Anlat Hikayeni projesinin arkasında ise üç isim var; podcast (cep yayın, sohbet yayını) kanalı Onbironsekiz’in kurucuları Berna Kahraman- Onur Akmehmet ve ‘sıradışı etkinlikler’ platformu Hayal Gücü’nün yaratıcısı Meriç Demiray.
Mikrofonu bu kez Berna Kahraman’a uzattık ve ‘anlat hikâyeni’ dedik.
Amerika’da 20 sene önce başlayan hikâye anlatma etkinliği The Moth’tan ilham aldık. Eşitlikçi, çeşitliliğe önem veren, insanların seslerinin duyurulmasını sağlayan bir organizasyon bu. Biz de zaten Onbironsekiz’de benzer bir şey yapıyoruz. Meriç’in de desteğiyle bunu canlı bir sahne formatına dönüştürmeye karar verdik. Geçen bahardan beri Türkiye’ye uyarlamak, doğru formatı yakalamak için uğraşıyoruz.

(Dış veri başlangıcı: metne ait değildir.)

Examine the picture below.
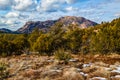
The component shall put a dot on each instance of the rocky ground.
(82, 67)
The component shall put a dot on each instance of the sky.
(15, 13)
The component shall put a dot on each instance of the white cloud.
(71, 9)
(71, 1)
(117, 14)
(5, 4)
(24, 5)
(12, 15)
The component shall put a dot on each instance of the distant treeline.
(103, 38)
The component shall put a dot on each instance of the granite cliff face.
(45, 25)
(4, 30)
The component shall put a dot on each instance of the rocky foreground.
(89, 67)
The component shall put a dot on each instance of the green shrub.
(3, 71)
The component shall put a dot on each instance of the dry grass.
(35, 67)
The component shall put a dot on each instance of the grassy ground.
(79, 67)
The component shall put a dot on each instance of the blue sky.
(14, 13)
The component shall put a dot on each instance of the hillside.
(66, 21)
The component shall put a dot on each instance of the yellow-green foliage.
(60, 54)
(3, 71)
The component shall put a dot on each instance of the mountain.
(4, 30)
(45, 25)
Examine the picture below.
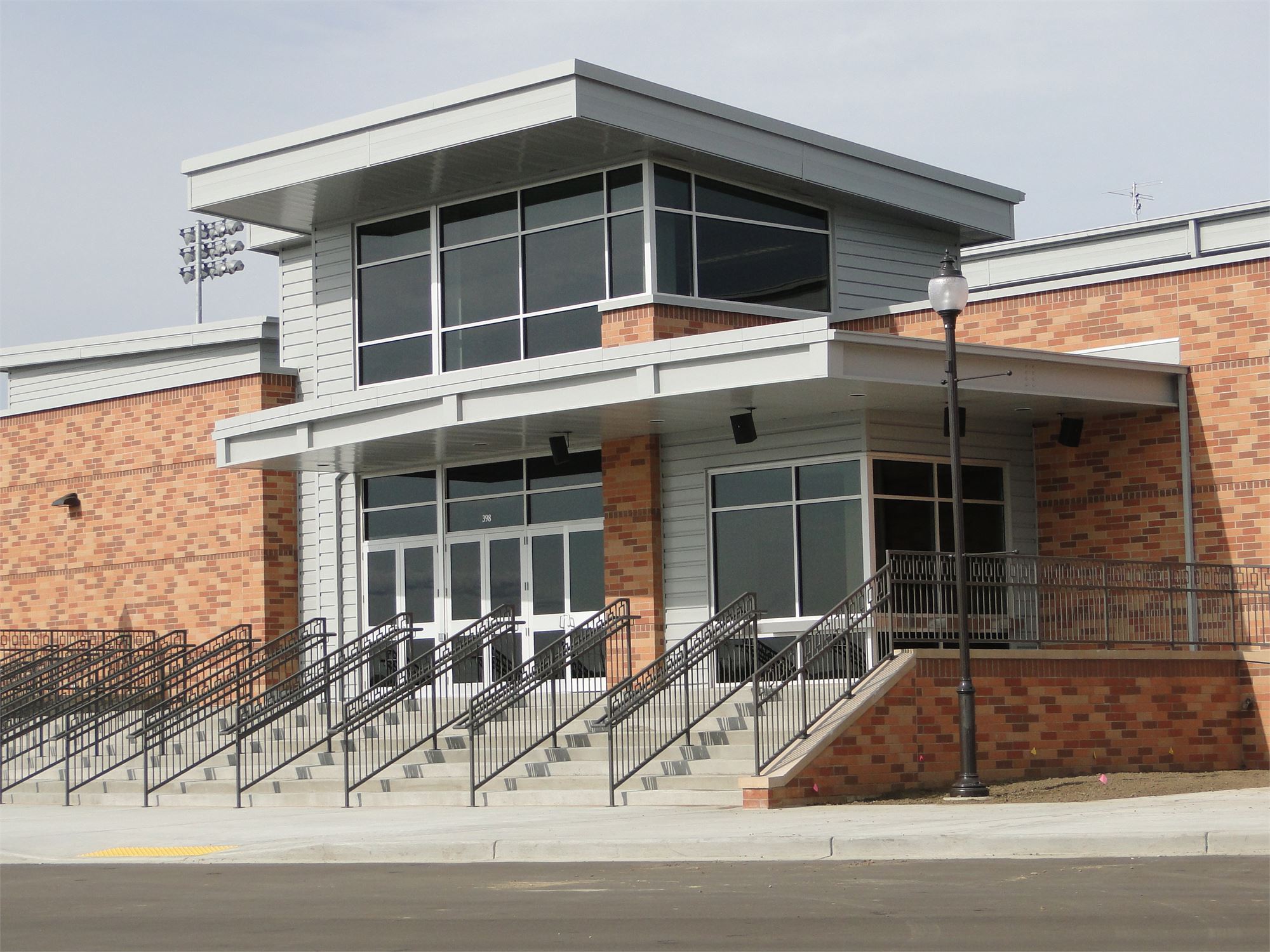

Bu sezonun başından beri 7 tane maraton yaptık. 3 tanesi Beyoğlu’nda idi, diğerleri Kadıköy’de oldu. Sezonun son Kadıköy etkinliğini 17 Nisan’da mecra’da yapacağız. 24 Mayıs’ta da büyük bir final etkinliğimiz olacak, Maslak Uniq Glass Room'da. Şu ana kadarki tüm etkinliklerden 1. ve 2. olan 14 kişi bu büyük finalde yarışacak. Dışarıdan da bir jürimiz olacak. Sonunda ‘en iyi anlatıcı’ seçilecek, bir de ödülümüz olacak.
Toplamda 100’e yakın anlatıcıyı, 500’ü aşkın kişi izledi.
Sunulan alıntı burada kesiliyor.